The council launched the company's diversity strategy in January 1994 with four goals: awareness and understanding of diverse people; involvement in various communities; support of minority and women-owned businesses and entrepreneurs; and improvement of the diversity of AT&T's work force.
Diversity objectives are tied to goals of specific departments. The company polls employees annually and asks diversity-related questions. AT&T's business training school also has diversity situations and concepts built into each class-as well as offering a course based solely on diversity issues.
"When we talk about objectives, we also have objectives for whites as well. Our diversity policy is an inclusive program," Mr. Egea says.
The company also features Business Resource Groups for African-Americans, Asians, Latinos, Native Americans, women, the disabled and gays and lesbians. Originally employee advocacy groups, these units-open to anyone in the company-are staffed by volunteers who put on various events and conferences.
According to Mr. Egea, the plan works. Of the 200 senior-level managers at AT&T in 1984, 2% were women and 0.5% were minorities. By 1993, both groups jumped to 6%. And in 1995, 12% of senior-level managers were women and another 12% were minorities.
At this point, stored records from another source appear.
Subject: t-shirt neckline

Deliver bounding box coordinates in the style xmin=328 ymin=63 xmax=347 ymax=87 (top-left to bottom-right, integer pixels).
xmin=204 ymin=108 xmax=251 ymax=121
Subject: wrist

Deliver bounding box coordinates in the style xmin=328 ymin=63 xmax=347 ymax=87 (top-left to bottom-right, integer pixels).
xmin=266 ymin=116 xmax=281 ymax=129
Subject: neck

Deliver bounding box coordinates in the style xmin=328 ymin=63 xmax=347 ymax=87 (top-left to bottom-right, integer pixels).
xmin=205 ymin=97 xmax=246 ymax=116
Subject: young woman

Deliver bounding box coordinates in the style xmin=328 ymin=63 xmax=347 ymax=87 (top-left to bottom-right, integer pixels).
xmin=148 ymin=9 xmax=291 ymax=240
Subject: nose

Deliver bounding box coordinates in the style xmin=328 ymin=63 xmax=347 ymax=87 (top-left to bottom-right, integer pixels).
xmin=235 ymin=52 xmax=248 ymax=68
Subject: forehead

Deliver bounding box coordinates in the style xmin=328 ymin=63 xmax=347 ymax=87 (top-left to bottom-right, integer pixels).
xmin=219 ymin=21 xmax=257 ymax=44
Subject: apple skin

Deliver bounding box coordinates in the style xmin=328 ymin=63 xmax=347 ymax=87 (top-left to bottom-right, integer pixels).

"It was not too difficult" to boost these percentages, Mr. Egea says. "When the dominant figures of the culture are involved, people take notice."
AT&T Chairman Robert E. Allen regularly speaks about diversity at public events.
"Once considered a social mandate, [AT&T's diversity program] is now a strategic business asset. Once confined to the purchasing department, it is now embedded in the business plans of every AT&T division and business unit," Mr. Allen says. "Put simply, diversity embraced equates to sales increased."
Bill Rojas, national marketing manager for International Consumer Long Distance, praises AT&T for recognizing "not everyone in this country speaks only English."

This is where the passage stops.